No Need to Worry, Though

Economists believe that today’s housing debt isn’t a cause for concern. This is because the quality of borrowers is much stronger than it was between 2003 and 2007, in the years leading up to the financial crisis and subsequent housing crash.

In the chart below, subprime borrowers (those with a credit score of 620 and below) are represented by the red-shaded bars:

Mortgage originations by Credit Score

We can see that subprime borrowers represent very little (2%) of today’s total originations compared to the period between 2003 to 2007 (12%). This suggests that American homeowners are, on average, less likely to default on their mortgage.

Economists have also noted a decline in the household debt service ratio, which measures the percentage of disposable income that goes towards a mortgage. This is shown in the table below, along with the average 30-year fixed mortgage rate.

YearMortgage Payments as a % of Disposable IncomeAverage 30-Year Fixed Mortgage Rate
200012.0%8.2%
200412.2%5.4%
200812.8%5.8%
20129.8%3.9%
20169.9%3.7%
20209.4%3.5%
20219.3%3.2%

Source: Federal Reserve

While it’s true that Americans are less burdened by their mortgages, we must acknowledge the decrease in mortgage rates that took place over the same period.

With the Fed now increasing rates to calm inflation, Americans could see their mortgages begin to eat up a larger chunk of their paycheck. In fact, mortgage rates have already risen for seven consecutive weeks.

Trends in Non-Housing Consumer Debt

The key stories in non-housing consumer debt are student loans and auto loans.

The former category of debt has grown substantially over the past two decades, with growth tapering off during the pandemic. This can be attributed to COVID relief measures which have temporarily lowered the interest rate on direct federal student loans to 0%.

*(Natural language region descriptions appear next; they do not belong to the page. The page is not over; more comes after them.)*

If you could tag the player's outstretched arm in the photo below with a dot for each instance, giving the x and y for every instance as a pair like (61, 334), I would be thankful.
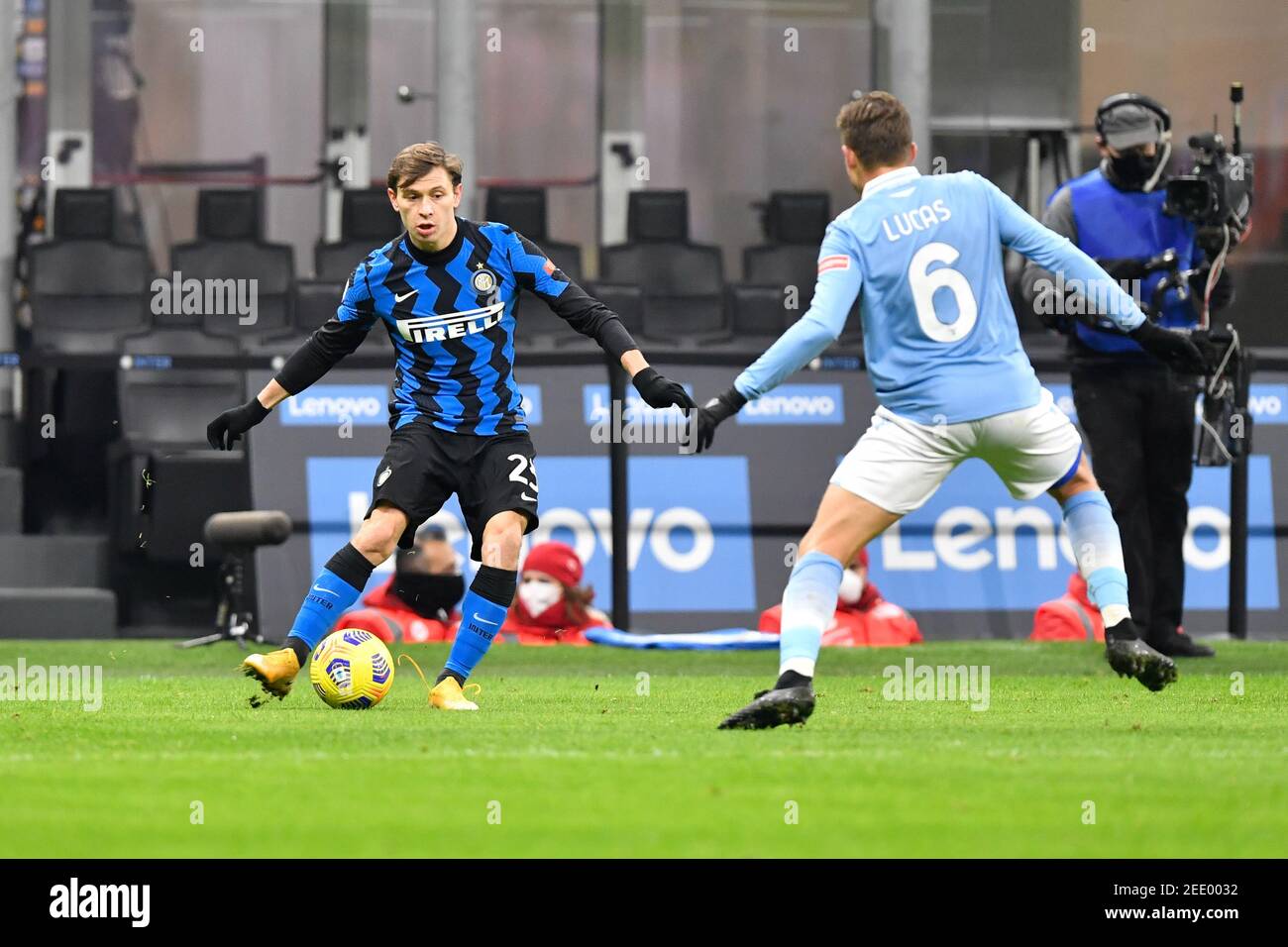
(331, 342)
(835, 290)
(1057, 254)
(537, 273)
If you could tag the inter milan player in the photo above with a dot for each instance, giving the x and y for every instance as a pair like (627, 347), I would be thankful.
(445, 290)
(952, 381)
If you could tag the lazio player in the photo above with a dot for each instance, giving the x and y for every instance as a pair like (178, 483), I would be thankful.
(445, 290)
(923, 257)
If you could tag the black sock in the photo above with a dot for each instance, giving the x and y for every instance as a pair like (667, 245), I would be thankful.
(1124, 631)
(791, 680)
(494, 583)
(351, 566)
(300, 647)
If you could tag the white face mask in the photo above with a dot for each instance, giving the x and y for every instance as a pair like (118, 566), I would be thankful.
(539, 594)
(851, 586)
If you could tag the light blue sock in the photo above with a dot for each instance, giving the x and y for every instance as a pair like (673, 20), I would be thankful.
(481, 620)
(1098, 549)
(326, 599)
(809, 604)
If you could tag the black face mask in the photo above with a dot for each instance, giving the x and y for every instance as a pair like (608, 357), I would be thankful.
(1133, 167)
(430, 596)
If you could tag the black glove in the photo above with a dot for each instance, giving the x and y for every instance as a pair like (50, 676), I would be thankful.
(1175, 350)
(1124, 266)
(224, 431)
(658, 390)
(707, 418)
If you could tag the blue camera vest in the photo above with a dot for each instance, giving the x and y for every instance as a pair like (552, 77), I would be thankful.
(1115, 223)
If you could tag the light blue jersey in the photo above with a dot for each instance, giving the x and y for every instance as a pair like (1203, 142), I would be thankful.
(939, 335)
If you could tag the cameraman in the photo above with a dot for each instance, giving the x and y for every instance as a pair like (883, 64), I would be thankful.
(1136, 412)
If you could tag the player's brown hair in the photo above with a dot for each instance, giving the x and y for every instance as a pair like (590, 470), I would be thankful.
(417, 159)
(876, 128)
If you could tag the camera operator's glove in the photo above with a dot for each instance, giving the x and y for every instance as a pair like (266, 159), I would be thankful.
(1124, 266)
(223, 432)
(707, 418)
(1175, 350)
(658, 390)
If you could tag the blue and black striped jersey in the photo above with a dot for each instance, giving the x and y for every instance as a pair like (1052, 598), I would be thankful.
(450, 316)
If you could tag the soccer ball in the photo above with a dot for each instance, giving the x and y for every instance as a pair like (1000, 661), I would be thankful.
(352, 669)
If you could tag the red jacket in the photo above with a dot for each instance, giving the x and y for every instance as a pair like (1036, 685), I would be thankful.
(870, 622)
(1070, 617)
(390, 620)
(520, 629)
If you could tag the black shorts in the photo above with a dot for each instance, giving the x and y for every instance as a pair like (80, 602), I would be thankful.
(425, 466)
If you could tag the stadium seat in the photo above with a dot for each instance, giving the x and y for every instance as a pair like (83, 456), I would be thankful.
(316, 302)
(366, 223)
(682, 283)
(794, 223)
(165, 478)
(228, 250)
(86, 291)
(1256, 311)
(524, 209)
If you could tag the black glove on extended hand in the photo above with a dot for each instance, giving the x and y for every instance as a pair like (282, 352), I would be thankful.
(1175, 350)
(223, 432)
(708, 416)
(658, 390)
(1124, 266)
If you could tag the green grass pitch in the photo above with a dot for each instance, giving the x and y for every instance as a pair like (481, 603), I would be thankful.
(576, 754)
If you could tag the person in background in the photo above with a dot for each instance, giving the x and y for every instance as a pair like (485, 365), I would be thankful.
(552, 605)
(417, 603)
(1136, 411)
(1070, 617)
(862, 617)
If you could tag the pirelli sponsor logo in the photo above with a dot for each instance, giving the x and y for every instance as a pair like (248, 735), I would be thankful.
(451, 326)
(833, 262)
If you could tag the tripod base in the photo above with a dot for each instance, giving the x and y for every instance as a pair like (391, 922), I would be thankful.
(233, 631)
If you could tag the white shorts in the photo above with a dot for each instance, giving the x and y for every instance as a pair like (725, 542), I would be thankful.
(898, 464)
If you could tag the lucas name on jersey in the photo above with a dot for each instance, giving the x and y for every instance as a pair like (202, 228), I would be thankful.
(909, 222)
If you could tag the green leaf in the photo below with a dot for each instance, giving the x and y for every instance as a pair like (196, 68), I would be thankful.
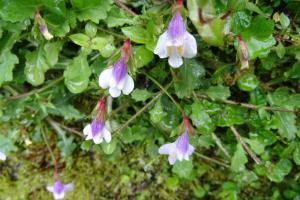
(248, 82)
(7, 64)
(239, 159)
(77, 74)
(93, 10)
(231, 115)
(80, 39)
(183, 168)
(66, 146)
(240, 21)
(7, 144)
(284, 20)
(157, 113)
(296, 154)
(188, 78)
(117, 17)
(18, 10)
(142, 56)
(137, 34)
(280, 50)
(109, 148)
(36, 66)
(219, 92)
(279, 170)
(51, 52)
(141, 95)
(201, 119)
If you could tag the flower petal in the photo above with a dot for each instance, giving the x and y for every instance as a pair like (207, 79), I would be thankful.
(114, 92)
(190, 46)
(105, 77)
(87, 129)
(161, 46)
(50, 188)
(167, 148)
(69, 187)
(106, 135)
(129, 85)
(2, 156)
(172, 160)
(58, 196)
(175, 60)
(98, 138)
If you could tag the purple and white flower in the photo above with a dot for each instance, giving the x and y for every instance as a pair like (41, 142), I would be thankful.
(97, 131)
(59, 189)
(117, 79)
(176, 42)
(44, 30)
(2, 156)
(178, 150)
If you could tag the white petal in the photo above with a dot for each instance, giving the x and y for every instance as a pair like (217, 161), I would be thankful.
(161, 46)
(50, 188)
(121, 83)
(175, 60)
(167, 148)
(129, 85)
(69, 187)
(172, 160)
(114, 92)
(190, 151)
(2, 156)
(106, 135)
(58, 196)
(98, 139)
(87, 129)
(105, 77)
(179, 155)
(190, 46)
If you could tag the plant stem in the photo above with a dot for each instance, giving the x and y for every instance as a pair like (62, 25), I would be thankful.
(245, 146)
(245, 105)
(167, 93)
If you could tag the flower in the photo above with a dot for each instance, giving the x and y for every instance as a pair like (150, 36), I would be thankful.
(116, 77)
(97, 129)
(2, 156)
(178, 150)
(45, 32)
(176, 42)
(59, 189)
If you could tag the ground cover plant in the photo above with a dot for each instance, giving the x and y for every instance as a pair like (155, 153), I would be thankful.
(149, 99)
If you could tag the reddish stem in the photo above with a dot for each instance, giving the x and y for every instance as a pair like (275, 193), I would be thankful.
(126, 50)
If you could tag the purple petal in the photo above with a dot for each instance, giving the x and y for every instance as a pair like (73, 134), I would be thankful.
(58, 187)
(96, 127)
(182, 143)
(176, 26)
(119, 70)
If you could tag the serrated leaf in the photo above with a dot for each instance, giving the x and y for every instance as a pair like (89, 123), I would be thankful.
(183, 168)
(239, 159)
(141, 95)
(219, 92)
(7, 64)
(93, 10)
(201, 119)
(77, 74)
(142, 56)
(137, 34)
(36, 66)
(188, 78)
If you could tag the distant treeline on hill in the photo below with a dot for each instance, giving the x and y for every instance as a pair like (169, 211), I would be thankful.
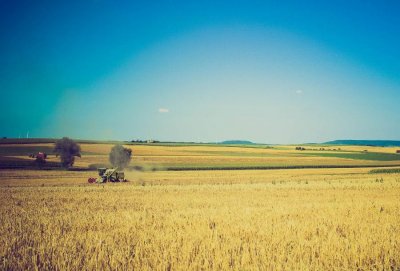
(378, 143)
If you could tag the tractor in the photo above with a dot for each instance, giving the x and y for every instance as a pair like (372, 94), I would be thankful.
(108, 175)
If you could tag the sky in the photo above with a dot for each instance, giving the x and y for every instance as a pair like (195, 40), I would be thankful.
(204, 71)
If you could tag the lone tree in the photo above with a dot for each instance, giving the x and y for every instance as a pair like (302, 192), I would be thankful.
(120, 156)
(67, 149)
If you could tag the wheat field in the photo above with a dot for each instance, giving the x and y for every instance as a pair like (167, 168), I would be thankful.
(315, 219)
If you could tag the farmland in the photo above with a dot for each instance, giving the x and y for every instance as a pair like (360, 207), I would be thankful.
(167, 219)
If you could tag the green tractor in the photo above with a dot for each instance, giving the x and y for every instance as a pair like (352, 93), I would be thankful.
(108, 175)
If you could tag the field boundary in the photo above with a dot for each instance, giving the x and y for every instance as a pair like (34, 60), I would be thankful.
(276, 167)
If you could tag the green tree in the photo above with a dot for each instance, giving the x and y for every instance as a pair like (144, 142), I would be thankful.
(67, 149)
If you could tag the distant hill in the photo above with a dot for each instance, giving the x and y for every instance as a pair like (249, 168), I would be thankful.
(236, 142)
(382, 143)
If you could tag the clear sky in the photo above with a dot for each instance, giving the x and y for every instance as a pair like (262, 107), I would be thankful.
(207, 71)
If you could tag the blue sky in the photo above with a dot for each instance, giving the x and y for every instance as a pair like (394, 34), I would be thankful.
(266, 71)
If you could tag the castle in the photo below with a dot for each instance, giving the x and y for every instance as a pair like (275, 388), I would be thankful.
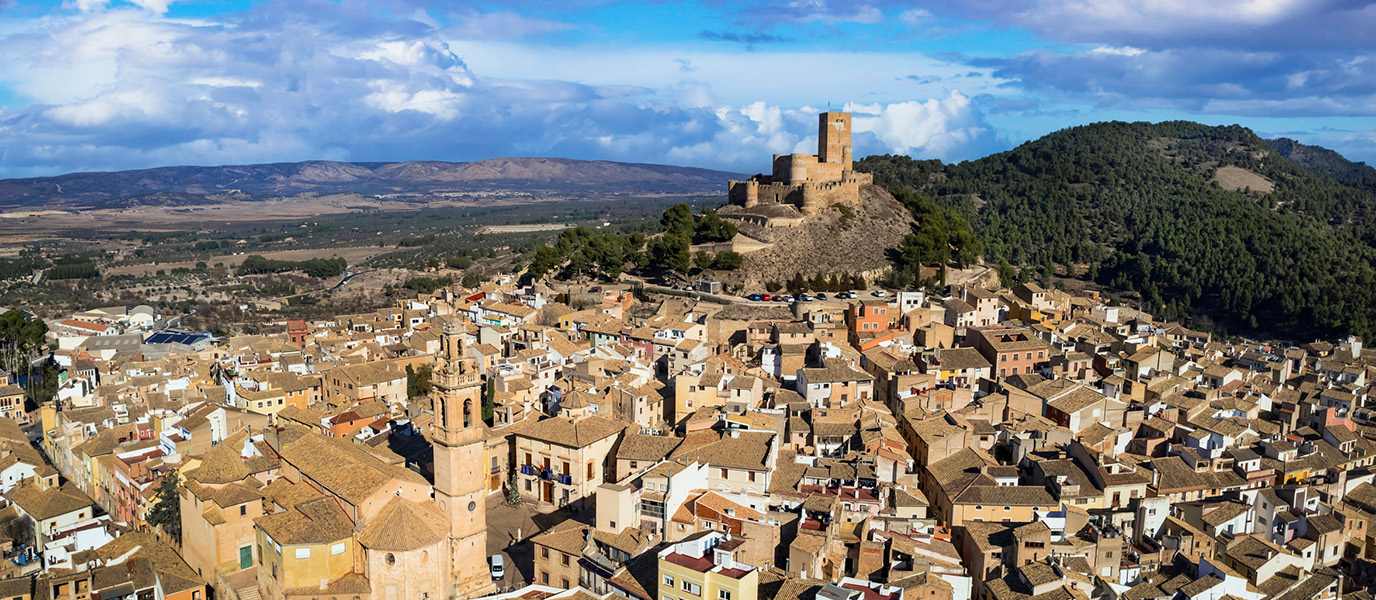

Additionally, these loans were placed into forbearance, meaning 37 million borrowers have not been required to make payments. As of April 2022, the value of these waived payments has reached $195 billion.

Over the course of the pandemic, very few direct federal borrowers have made voluntary payments to reduce their loan principal. When payments eventually resume, and the 0% interest rate is reverted, economists believe that delinquencies could rise significantly.

Auto loans, on the other hand, are following a similar trajectory as mortgages. Both new and used car prices have risen due to the global chip shortage, which is hampering production across the entire industry.

To put this in numbers, the average price of a new car has climbed from $35,600 in 2019, to over $47,000 today. Over a similar timeframe, the average price of a used car has grown from $19,800, to over $28,000.